Um clipe de três minutos mostra a jornada de Smith ao lado do especialista em veneno Bryan Fry e guias indígenas Waorani enquanto navegavam pelas margens do rio em busca de anacondas. A equipe localizou uma fêmea de anaconda verde, estimada em 4,8 a 5,2 metros de comprimento. Os guias Waorani seguraram a cobra, permitindo que Fry, com a ajuda de Smith, coletasse uma amostra de escama.
Fry afirmou que a amostra permitiria que ele determinasse o acúmulo de poluentes na água. Essas amostras, juntamente com outras coletadas durante a expedição, facilitaram a análise genética que levou à declaração da nova espécie, a anaconda verde do norte.
A descoberta gerou considerável burburinho, combinando exploração científica com apelo de celebridade. Especialistas do setor observam que o envolvimento de Smith amplia significativamente o público para documentários de história natural, potencialmente inspirando maior interesse público na biodiversidade e nos esforços de conservação. O impacto cultural é evidente na ampla cobertura da mídia e nas discussões nas redes sociais em torno do evento.

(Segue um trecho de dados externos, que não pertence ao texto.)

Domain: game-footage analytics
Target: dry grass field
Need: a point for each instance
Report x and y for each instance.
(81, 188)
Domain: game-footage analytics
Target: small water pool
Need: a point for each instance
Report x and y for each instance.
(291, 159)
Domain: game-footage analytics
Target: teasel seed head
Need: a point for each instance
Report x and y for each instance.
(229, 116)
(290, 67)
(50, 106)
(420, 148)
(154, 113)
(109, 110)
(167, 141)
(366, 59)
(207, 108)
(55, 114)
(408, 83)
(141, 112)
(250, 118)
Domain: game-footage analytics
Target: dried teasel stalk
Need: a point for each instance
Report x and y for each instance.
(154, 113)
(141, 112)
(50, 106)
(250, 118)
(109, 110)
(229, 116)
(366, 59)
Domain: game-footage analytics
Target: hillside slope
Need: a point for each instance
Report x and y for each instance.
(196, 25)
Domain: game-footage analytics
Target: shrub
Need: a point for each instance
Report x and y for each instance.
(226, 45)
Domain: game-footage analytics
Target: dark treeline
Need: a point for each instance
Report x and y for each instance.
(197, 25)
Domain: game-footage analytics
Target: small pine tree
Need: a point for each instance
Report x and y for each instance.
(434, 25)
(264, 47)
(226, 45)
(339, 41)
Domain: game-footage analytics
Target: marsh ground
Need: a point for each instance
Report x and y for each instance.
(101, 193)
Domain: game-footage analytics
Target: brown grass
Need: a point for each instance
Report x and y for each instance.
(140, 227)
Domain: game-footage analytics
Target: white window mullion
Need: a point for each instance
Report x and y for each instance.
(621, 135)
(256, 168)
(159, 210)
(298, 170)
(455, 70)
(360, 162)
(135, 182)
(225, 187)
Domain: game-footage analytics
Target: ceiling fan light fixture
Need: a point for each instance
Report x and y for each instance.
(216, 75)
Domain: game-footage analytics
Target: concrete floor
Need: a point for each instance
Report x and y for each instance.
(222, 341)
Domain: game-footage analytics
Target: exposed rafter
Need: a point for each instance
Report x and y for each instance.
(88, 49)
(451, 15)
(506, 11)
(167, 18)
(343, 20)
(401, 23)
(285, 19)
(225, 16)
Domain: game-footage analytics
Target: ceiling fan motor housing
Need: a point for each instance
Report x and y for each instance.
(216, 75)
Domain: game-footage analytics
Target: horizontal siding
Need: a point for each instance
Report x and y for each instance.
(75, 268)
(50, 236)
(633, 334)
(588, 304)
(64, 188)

A série "Pole to Pole with Will Smith" tem como objetivo explorar diversos ambientes em todo o mundo, com este episódio em particular destacando o rico ecossistema da Amazônia e as ameaças que ele enfrenta. A presença de uma figura conhecida como Smith serve para amplificar a mensagem e envolver espectadores que normalmente não procurariam esse tipo de conteúdo.
A comunidade científica continua a estudar a anaconda verde do norte para entender melhor suas características, habitat e papel no ecossistema amazônico. Mais pesquisas estão planejadas para avaliar o estado de conservação da espécie e identificar potenciais ameaças à sua sobrevivência.